A Historic Site Transforms Into An Immersive Venue

Jeff Mousseau and Paul Ricciardi are the co-directors of the Ancram Opera House, and they have brought some inventive theatrical performances to the venue’s intimate stage.

But for their next production, they’ve traded that tiny space for a massive landscape: the Olana State Historic Site in Hudson, N.Y. It was the home and studio of Hudson River School painter Frederic Edwin Church, and he is the subject of “Performing Olana,” an original play written by Darrah Cloud and directed by Mousseau and Ricciardi.

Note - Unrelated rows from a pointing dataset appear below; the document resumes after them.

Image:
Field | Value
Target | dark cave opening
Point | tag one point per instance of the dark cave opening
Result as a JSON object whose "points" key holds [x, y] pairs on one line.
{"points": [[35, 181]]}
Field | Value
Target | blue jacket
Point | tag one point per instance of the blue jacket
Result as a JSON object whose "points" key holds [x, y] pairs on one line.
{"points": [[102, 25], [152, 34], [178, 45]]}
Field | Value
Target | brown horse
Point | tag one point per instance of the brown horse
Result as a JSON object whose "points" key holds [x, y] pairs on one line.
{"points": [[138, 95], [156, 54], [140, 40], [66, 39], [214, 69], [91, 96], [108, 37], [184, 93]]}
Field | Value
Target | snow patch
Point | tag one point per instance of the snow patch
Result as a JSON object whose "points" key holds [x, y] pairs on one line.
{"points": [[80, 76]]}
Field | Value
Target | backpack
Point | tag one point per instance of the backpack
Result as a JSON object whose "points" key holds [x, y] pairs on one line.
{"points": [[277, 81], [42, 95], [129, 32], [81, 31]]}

Mousseau and Cloud were tight-lipped about the play’s plot during a recent interview, summarizing it simply as following “a day in the life of Frederic Church.” 

The family-friendly piece draws inspiration from Church’s art, letters, family life and the Olana landscape, and it falls somewhere between creative nonfiction and historic fiction.

The audience will follow the actors — Alexandra Angeloch, Eliot Boyd Bailey, James Occhio, Sam Rebelein, Lia Russell-Self and Anne Undeland — around the site as the narrative unfolds. Participants can expect to walk about three quarters of a mile through meadows, barns, an orchard and more.

As for how this project came to fruition, Mousseau said it stemmed from a Halloween event he crafted at Olana a few years ago. 

“It whetted our appetite for a deeper, fuller, more expansive experience,” he said. “Amy Hufnagel, Olana’s director of education, came to us with an open assignment to make a performance that allows visitors to experience the site in innovative, different ways.”

Mousseau and Ricciardi approached Cloud to write the play.

“I love the Ancram Opera House, so I would have said yes to anything,” she said. “When it happened to be about Church and Olana, I jumped in because I was an art major before I was a writing major. I loved Church and Olana already.”

They spent the winter months in Olana’s basement reading Church’s letters. 

“We had a lot of intense conversations without writing a word. Who was this man? Why did he build this house?” Cloud said. “I became obsessed with his family life. Jeff wanted to go out into the land to not be static. It evolved out of our conversations.”

“We are choosing specific locations on the landscape because of what people can experience and see,” Mousseau said. “It’s the most amazing set you can ever have.”

 

“Performing Olana” will be performed at the Olana State Historic Site at 5720 Route 9G in Hudson, N.Y., on Sept. 22 at 6 p.m. and Sept. 23 to 24 at 2,
4 and 6 p.m. For tickets, go to www.olana.org.